WORCESTER, Mass. - Roll back the clock to this week in 2020: Worcester reported it's first case of COVID-19, schools were closed and the St. Patrick's Parade was canceled.
What You Need To Know
- This week marks three years since the city's COVID-19 response began.
- Since 2020, more than 500 people in Worcester died of the virus.
- Medical experts in Worcester say they're confident the city is approaching the end phases of the pandemic.
- They do however say it isn't over completely, and precautions should still be taken when appropriate.
Dr. Richard Ellison, hospital epidemiologist at UMass Memorial Medical Center, said a lot can change in three years.
"We're very far advanced," Ellison said. "We don't have patients in the intensive care unit, we're not terrified about running out of equipment, or having enough ventilators."
It was a much different situation three years ago, as described by then City Manager Ed Augustus during one of the city's COVID-19 briefings.
"Things are literally changing by the hour, and we're continuing to monitor those situations, guidance from the state and the federal government," Augustus said.
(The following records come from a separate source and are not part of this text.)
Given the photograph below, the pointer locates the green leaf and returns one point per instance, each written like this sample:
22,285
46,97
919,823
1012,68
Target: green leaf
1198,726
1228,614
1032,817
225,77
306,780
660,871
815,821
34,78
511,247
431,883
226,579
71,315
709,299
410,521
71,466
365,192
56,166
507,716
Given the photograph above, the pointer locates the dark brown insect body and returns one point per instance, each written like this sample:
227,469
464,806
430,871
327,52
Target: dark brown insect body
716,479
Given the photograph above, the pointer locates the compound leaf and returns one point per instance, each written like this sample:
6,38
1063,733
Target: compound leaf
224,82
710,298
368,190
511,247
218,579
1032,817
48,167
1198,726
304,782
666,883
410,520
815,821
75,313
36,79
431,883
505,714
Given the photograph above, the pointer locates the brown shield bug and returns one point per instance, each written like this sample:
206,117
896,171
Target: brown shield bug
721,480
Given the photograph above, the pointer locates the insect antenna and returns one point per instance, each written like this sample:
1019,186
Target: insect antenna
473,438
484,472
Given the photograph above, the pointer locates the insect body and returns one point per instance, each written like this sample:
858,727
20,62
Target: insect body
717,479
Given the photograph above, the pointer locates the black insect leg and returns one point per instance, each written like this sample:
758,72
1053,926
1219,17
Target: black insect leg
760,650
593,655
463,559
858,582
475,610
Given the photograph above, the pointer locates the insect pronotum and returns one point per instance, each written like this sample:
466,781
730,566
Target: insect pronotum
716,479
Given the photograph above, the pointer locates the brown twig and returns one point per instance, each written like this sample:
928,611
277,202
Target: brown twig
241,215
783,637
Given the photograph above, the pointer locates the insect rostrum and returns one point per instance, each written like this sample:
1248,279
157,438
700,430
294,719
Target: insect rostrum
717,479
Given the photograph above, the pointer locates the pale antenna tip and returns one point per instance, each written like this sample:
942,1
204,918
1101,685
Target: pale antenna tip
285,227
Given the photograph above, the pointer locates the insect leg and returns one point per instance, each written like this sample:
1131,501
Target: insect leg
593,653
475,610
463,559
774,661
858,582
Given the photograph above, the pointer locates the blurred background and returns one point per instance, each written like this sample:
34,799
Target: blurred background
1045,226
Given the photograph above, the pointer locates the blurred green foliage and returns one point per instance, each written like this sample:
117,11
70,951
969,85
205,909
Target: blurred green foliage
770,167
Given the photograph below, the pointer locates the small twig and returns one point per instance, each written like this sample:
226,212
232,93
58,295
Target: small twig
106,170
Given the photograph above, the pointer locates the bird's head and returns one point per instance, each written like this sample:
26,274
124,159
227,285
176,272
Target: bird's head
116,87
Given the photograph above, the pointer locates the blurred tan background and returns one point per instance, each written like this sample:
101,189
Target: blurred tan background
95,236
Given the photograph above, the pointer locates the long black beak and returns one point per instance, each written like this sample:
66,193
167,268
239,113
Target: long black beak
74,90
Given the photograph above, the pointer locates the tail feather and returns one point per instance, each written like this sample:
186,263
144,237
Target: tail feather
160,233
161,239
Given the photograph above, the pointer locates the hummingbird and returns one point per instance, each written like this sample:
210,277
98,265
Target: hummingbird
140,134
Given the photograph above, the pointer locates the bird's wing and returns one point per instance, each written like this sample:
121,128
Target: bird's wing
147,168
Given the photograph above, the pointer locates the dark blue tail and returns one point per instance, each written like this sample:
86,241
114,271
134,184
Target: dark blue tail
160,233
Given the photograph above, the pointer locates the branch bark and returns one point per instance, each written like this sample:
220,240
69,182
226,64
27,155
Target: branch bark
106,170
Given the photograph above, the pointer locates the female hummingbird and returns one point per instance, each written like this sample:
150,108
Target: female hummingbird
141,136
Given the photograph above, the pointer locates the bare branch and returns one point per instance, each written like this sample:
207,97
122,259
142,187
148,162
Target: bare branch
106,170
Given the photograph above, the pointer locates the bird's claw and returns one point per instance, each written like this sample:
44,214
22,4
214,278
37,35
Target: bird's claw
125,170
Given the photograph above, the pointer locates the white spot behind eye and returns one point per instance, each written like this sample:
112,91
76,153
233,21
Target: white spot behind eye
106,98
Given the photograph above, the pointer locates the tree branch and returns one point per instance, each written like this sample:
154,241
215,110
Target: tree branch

More than 500 people in the city have lost their lives to COVID-19. Schools were closed to in-person learning for more than a year, the DCU Center was transformed into a field hospital and people lined up by the dozens in hopes of getting tested.
After all that, Ellison said thankfully, the brunt of the pandemic should be behind us.
"We can see the end of what has been the big pandemic phase," said Ellison. "We're not at the end yet. There are still people who are walking around with COVID."
For months, Worcester's Medical Director Dr. Michael Hirsh got in front of a podium to give a coronavirus update to the city's residents. He'd look on as Mayor Joe Petty and Augustus would announce dozens, if not hundreds of deaths and new cases each week.
"It was a great partnership that I think helped a lot of the folks that were watching us feel more supported, more calm, more informed," Hirsh said.
But like Ellison said, the pandemic isn't over yet, and Hirsh still recommends masking in some cases.
"If someone is in an indoor setting, a crowded restaurant or crowded bar, going to a concert, if they are immunosuppressed, they should be thinking about continuing to wear masks," Hirsh said.
Hirsh said looking towards the future, he expects the virus to be seasonal like the common cold or flu.
"If something changes, we're not going to stay silent just because everyone wants it to be over," Hirsh said. "It really needs to be over because, at least as far as a pandemic goes, it's over."